When two or more velocity vectors are combined, the total vector that results from this addition is known as the "resultant velocity." In the case of our migrating salmon, it experiences not just its own swimming speed but also the effect of the ocean currents. Hence, we need to combine these two vectors to find out how fast and in which direction the salmon is truly moving.

• The salmon swims at 5 mi/h in a direction that is North 45° East.
• The ocean current adds a velocity of 3 mi/h directly to the east.

To compute the true velocity, we perform vector addition: add the salmon's swimming vector to the current's vector. The resultant vector gives a true path that the salmon follows, combining the effects of both speeds. It directs the salmon slightly more eastward than north due to the current. Calculating the resultant velocity reveals how these two factors interact, giving us the complete picture of the salmon's movement. This resulting velocity is crucial, as it represents the combined effect of all forces acting upon the fish, measuring its actual path through the water.

Vectors have direction and magnitude, and describing a vector often requires breaking it down into its components. For the salmon's velocity, expressed as N 45° E, it has both northward and eastward components. This helps us think in terms of horizontal and vertical directions, providing a clearer picture of movement in each plane.

• The salmon's northward component arises from its direction, indicating how much of the 5 mi/h is directed north.
• The eastward component explains how much of that same speed goes east.

In mathematical terms, we can resolve this into vector components using trigonometric functions:\[\text{Northward Component} = 5 \times \cos(45^\circ)\]\[\text{Eastward Component} = 5 \times \sin(45^\circ)\]Both components end up being equal, approximately making the salmon's velocity in components \( \langle 3.54, 3.54 \rangle \). These vector components are essential for further operations, like finding resultant velocities or understanding movement patterns across different axes.

Trigonometric functions play a vital role in resolving vectors into components, which is critical in physics and engineering. They help relate angles to the sides of a right triangle, which is how we determine the components for our vector in question.

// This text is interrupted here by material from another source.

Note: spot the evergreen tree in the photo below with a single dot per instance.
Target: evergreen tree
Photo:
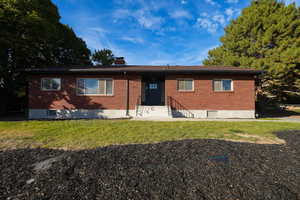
(32, 36)
(266, 36)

• Cosine Function: In our scenario, \( \cos(45^\circ) \) is used to find the component of the salmon's velocity in the northward direction. It calculates how much of the full velocity goes in the vertical or y-axis.
• Sine Function: Similarly, \( \sin(45^\circ) \) helps determine the eastward component, measuring the part of the velocity extending along the horizontal or x-axis.

Using these functions, we divide a vector inclined at an angle into vertical and horizontal pieces. At 45°, both sine and cosine equal \( \frac{1}{\sqrt{2}} \), meaning our vector components turn out identical for this case. This concept is particularly handy when dealing with vectors at an angle, as trigonometry directly links angles with movement in space, offering a precise method to calculate vector components.